Escuela Interdisciplinaria de Altos Estudios Sociales - EIDAES
L’École interdisciplinaire d'études avancées en sciences sociales (EIDAES), est l’une des principales institutions de recherche en sciences sociales en Argentine et en Amérique latine. Rattachée à l'Université nationale de San Martín (UNSAM), elle rassemble plus de 200 chercheurs dans des disciplines variées, de la sociologie et l'anthropologie à l'histoire, la science politique et l'économie. Favorisant un dialogue interdisciplinaire et international, EIDAES défend une science sociale publique, collaborative et engagée dans les enjeux contemporains.
Centro Franco Argentino de Altos Estudios - CFAAE
Le Centre franco-argentin de hautes études en sciences sociales (CFAAE) promeut les échanges scientifiques franco-argentins dans les sciences humaines et sociales. Né d’un partenariat entre l’Ambassade de France en Argentine et l’UBA, avec l’École des Hautes Études en Sciences Sociales comme membre fondateur, le CFAAE développe des collaborations universitaires en Argentine ainsi qu’au-delà (Chili, Uruguay, Paraguay). Il organise des séminaires et conférences, et coopère avec l’Institut Français et l’Institut des Amériques.

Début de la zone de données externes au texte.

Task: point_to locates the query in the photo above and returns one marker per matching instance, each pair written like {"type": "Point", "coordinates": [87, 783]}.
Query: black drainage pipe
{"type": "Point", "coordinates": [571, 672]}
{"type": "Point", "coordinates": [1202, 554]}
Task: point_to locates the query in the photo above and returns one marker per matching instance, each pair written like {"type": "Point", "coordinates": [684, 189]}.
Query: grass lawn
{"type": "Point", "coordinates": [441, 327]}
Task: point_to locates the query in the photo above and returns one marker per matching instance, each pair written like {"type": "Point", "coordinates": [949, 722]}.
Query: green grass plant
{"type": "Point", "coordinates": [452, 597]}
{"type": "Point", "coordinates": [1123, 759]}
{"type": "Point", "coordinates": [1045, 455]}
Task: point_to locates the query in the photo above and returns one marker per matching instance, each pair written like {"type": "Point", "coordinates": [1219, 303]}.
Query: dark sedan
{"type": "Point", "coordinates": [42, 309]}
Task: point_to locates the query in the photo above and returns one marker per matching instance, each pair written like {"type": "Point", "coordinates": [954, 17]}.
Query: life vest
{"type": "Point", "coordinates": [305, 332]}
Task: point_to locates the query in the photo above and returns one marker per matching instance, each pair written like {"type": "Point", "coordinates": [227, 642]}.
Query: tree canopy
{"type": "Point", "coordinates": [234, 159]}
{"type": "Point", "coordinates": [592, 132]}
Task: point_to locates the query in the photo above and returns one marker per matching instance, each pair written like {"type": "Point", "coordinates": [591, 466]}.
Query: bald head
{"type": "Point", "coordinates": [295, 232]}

LIA, qu’est-ce que c’est ?
Un Laboratoire International Associé (LIA) est un projet de recherche collaboratif « sans murs » et sans personnalité juridique, qui formalise pour une durée déterminée une coopération internationale autour d’un projet scientifique commun. La relation entre les laboratoires est définie par une convention, précisant les modalités de coopération et la propriété intellectuelle. Dirigé par des chercheurs de minimum deux pays différents, un LIA est soutenu par un comité scientifique et un comité de pilotage. Chaque laboratoire conserve son autonomie, son statut et sa localisation. Le label LIA offre une visibilité renforcée et la possibilité d’obtenir des financements spécifiques auprès des institutions partenaires et de programmes externes.